TAC0073

Written evidence by the Association

Introduction

The Scotch Whisky Association (SWA) is pleased to make this submission of written evidence to the Committee.

The Scotch Whisky Association represents over 70 companies involved in the production and distribution of Scotch Whisky, accounting for 90% of our sector. Our membership is diverse, from listed, multinational spirits producers through to small family-run distillers, bottlers and blenders.

The SWA works to sustain Scotch Whisky’s place as the world’s leading high-quality spirit and its long-term growth globally. This includes ensuring that Scotch Whisky has fair access to all markets worldwide and taking action to prevent unfair competition from fake products.
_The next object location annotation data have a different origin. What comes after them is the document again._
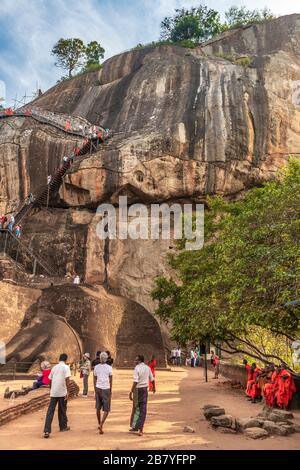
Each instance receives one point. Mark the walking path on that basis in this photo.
(180, 395)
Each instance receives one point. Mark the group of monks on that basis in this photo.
(275, 384)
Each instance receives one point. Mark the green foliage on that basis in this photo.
(186, 44)
(201, 23)
(243, 61)
(93, 53)
(246, 272)
(241, 16)
(71, 54)
(196, 24)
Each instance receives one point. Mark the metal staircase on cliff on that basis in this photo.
(12, 246)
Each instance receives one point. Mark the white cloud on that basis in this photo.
(35, 26)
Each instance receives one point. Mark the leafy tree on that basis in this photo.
(195, 24)
(93, 53)
(70, 54)
(241, 16)
(246, 272)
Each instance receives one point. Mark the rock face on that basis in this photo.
(76, 319)
(186, 124)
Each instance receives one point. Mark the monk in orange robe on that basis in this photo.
(253, 389)
(286, 387)
(270, 386)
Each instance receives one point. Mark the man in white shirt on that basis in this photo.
(103, 373)
(60, 379)
(139, 394)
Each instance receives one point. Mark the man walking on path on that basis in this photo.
(139, 394)
(85, 370)
(60, 379)
(103, 373)
(178, 356)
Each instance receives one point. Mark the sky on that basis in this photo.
(30, 28)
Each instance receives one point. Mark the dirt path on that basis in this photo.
(181, 394)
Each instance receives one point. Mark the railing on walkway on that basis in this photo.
(19, 370)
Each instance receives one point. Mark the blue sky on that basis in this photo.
(30, 28)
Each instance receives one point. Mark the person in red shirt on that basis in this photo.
(43, 376)
(216, 363)
(253, 387)
(270, 386)
(285, 387)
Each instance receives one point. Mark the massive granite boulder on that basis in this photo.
(65, 318)
(186, 124)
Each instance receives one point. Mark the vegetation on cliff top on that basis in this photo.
(235, 289)
(190, 27)
(71, 55)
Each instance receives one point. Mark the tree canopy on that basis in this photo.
(195, 24)
(247, 271)
(241, 16)
(201, 23)
(72, 54)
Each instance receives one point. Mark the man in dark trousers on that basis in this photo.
(60, 379)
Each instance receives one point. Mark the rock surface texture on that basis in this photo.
(186, 124)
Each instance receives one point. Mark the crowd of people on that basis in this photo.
(273, 383)
(88, 132)
(102, 369)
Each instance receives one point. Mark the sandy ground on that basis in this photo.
(180, 395)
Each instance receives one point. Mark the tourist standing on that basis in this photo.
(76, 280)
(192, 356)
(85, 370)
(178, 356)
(173, 356)
(139, 394)
(152, 364)
(103, 373)
(216, 364)
(11, 223)
(96, 361)
(285, 387)
(60, 379)
(110, 360)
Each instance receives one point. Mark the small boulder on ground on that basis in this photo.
(225, 421)
(245, 423)
(188, 429)
(214, 411)
(288, 427)
(280, 415)
(256, 433)
(296, 427)
(226, 430)
(273, 428)
(205, 407)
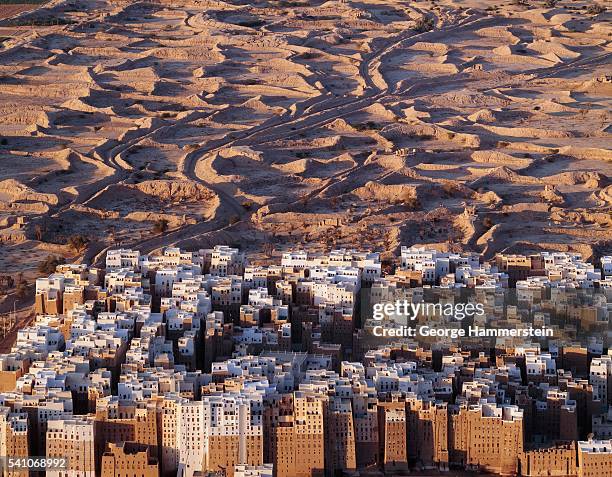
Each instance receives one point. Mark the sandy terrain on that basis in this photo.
(459, 124)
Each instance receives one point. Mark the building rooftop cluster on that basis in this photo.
(190, 363)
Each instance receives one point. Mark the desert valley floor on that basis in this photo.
(472, 124)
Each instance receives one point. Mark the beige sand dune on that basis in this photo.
(333, 124)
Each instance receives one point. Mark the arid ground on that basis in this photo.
(472, 124)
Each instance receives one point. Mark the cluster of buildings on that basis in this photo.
(197, 363)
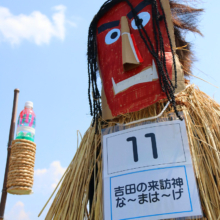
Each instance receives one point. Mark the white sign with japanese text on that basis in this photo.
(148, 173)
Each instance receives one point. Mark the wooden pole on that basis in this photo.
(10, 139)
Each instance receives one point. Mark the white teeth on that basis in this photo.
(147, 75)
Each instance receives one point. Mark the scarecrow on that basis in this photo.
(138, 49)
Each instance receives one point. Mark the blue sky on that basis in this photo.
(43, 46)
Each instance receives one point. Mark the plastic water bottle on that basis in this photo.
(26, 123)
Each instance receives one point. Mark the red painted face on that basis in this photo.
(128, 71)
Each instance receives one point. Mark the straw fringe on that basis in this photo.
(202, 116)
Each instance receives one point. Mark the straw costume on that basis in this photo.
(81, 185)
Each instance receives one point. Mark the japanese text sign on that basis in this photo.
(148, 173)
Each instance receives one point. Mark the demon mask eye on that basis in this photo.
(112, 36)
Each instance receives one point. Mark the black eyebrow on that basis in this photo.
(112, 24)
(108, 25)
(139, 7)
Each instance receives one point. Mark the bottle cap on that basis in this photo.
(29, 104)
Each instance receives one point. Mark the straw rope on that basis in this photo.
(21, 167)
(202, 117)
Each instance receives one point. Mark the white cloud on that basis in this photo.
(17, 212)
(36, 27)
(46, 179)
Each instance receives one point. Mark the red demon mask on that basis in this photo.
(127, 67)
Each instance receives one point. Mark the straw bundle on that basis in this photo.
(202, 116)
(21, 167)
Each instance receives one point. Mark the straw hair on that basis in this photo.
(21, 167)
(202, 117)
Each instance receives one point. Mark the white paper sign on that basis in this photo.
(148, 173)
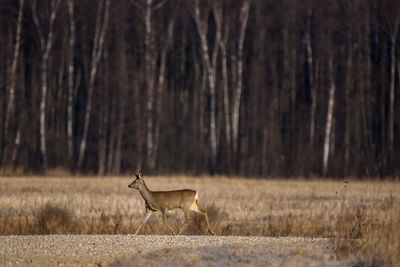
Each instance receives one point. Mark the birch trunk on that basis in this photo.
(45, 44)
(149, 72)
(226, 101)
(161, 84)
(98, 42)
(13, 79)
(311, 76)
(392, 84)
(70, 111)
(348, 85)
(244, 14)
(209, 66)
(329, 117)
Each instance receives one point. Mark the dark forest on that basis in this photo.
(233, 87)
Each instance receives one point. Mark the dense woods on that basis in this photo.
(237, 87)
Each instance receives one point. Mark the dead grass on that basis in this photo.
(361, 219)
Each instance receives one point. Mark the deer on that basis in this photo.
(162, 201)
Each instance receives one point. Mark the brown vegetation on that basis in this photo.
(251, 88)
(360, 218)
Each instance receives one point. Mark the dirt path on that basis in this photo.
(129, 250)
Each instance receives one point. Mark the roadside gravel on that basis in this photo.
(145, 250)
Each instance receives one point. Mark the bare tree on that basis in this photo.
(45, 46)
(311, 72)
(329, 116)
(209, 65)
(13, 79)
(70, 110)
(244, 14)
(97, 50)
(393, 39)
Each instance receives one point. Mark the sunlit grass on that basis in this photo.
(360, 218)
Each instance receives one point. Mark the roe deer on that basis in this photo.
(185, 199)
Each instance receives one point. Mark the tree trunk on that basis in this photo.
(100, 32)
(70, 104)
(209, 67)
(244, 14)
(161, 83)
(311, 76)
(348, 85)
(45, 45)
(392, 85)
(13, 79)
(226, 101)
(329, 116)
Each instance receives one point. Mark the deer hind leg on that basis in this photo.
(146, 217)
(186, 212)
(165, 221)
(195, 207)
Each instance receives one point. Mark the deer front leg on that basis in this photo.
(186, 212)
(146, 217)
(165, 221)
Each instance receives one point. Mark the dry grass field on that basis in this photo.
(360, 218)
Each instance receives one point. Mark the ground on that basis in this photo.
(157, 250)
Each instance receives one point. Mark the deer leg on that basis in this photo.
(186, 212)
(165, 221)
(146, 217)
(196, 208)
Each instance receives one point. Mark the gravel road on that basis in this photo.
(130, 250)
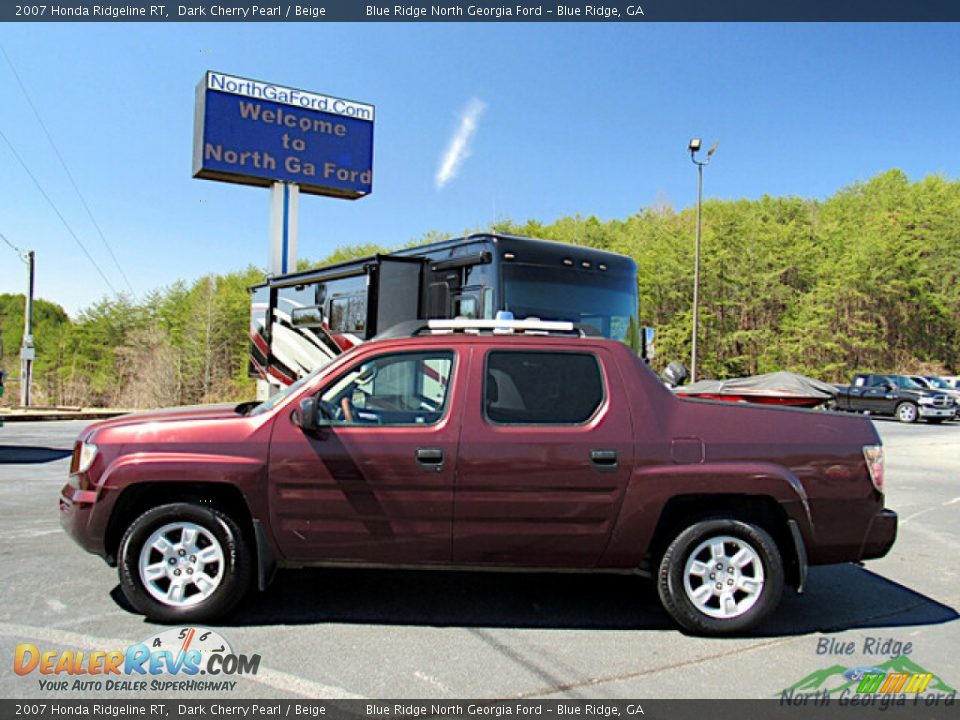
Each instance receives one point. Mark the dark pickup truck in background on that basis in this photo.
(895, 396)
(480, 450)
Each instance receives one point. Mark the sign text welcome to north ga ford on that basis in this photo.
(255, 133)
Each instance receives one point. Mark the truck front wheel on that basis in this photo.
(907, 412)
(721, 576)
(184, 563)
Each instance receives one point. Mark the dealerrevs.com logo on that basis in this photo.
(173, 660)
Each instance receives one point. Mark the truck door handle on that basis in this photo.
(430, 458)
(604, 459)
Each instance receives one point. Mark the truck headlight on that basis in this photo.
(873, 455)
(85, 455)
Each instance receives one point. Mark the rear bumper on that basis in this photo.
(880, 535)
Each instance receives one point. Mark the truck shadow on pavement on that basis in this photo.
(841, 597)
(28, 455)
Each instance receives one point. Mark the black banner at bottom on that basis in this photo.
(810, 705)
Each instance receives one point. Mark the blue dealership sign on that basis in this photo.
(255, 133)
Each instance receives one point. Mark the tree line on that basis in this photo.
(865, 280)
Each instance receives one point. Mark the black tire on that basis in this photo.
(906, 412)
(232, 575)
(672, 588)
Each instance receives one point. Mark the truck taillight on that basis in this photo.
(873, 454)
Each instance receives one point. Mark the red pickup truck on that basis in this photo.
(480, 450)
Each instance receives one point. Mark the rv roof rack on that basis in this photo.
(470, 326)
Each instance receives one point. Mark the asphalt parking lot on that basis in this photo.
(393, 634)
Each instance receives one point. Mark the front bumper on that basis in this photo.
(880, 535)
(931, 411)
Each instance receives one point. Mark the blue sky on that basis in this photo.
(578, 118)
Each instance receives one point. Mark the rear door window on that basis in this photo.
(541, 388)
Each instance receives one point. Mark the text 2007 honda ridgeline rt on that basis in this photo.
(479, 450)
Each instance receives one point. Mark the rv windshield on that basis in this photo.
(608, 302)
(268, 405)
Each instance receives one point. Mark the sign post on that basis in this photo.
(284, 223)
(289, 140)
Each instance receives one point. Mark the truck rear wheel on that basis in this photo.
(907, 412)
(184, 563)
(721, 576)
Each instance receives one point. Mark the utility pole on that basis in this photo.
(694, 148)
(27, 352)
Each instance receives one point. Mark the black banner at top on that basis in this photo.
(483, 11)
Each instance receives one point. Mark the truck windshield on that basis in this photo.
(607, 302)
(904, 382)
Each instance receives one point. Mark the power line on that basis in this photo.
(59, 215)
(17, 250)
(63, 164)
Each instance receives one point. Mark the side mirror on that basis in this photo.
(674, 374)
(306, 416)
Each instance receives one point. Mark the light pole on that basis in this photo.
(694, 148)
Scotch Whisky is the world's number one internationally traded spirit. 90% of all Scotch Whisky produced is exported, with 42 bottles of Scotch Whisky shipped every second to 180 countries around the world. The value of Scotch Whisky exports in 2019 reached a record £4.91 billion, an increase of 4.4% compared to 2018.

The Scotch Whisky industry supports 40,000 jobs across the UK. The industry employs 11,000 people directly in Scotland, 7,000 of whom work in rural areas. With £5.5 billion economic impact across the UK economy, the sector is one of the largest net contributors to the UK balance of trade in goods. Scotch Whisky represents 75% of all Scottish food and drink exports, 20% of all UK food and drink exports, and 1.3% of all UK exports.

Scotch Whisky Association written evidence

 What are the major long-term pressures on the system in the UK, including those arising from changes in working practices, demographics, the environment and other factors? How are these affecting the efficiency of the tax base and the overall level of demand for public services?

The Scotch Whisky industry understands the fiscal pressures the UK government is now under, given the unprecedented levels of economic support necessary because of the impact of COVID-19. The government has had no option but to borrow heavily to support businesses and the population during the coronavirus crisis.

The primary pressure on the UK tax system will be how to address the competing demands of servicing the increased budget deficit while continuing to fund public services – the Prime Minister having stated there is to be no return to austerity.

These competing demands must also be reconciled with the need to encourage and stimulate business growth, sustained investment and protect employment, which is ultimately what will drive the economic recovery.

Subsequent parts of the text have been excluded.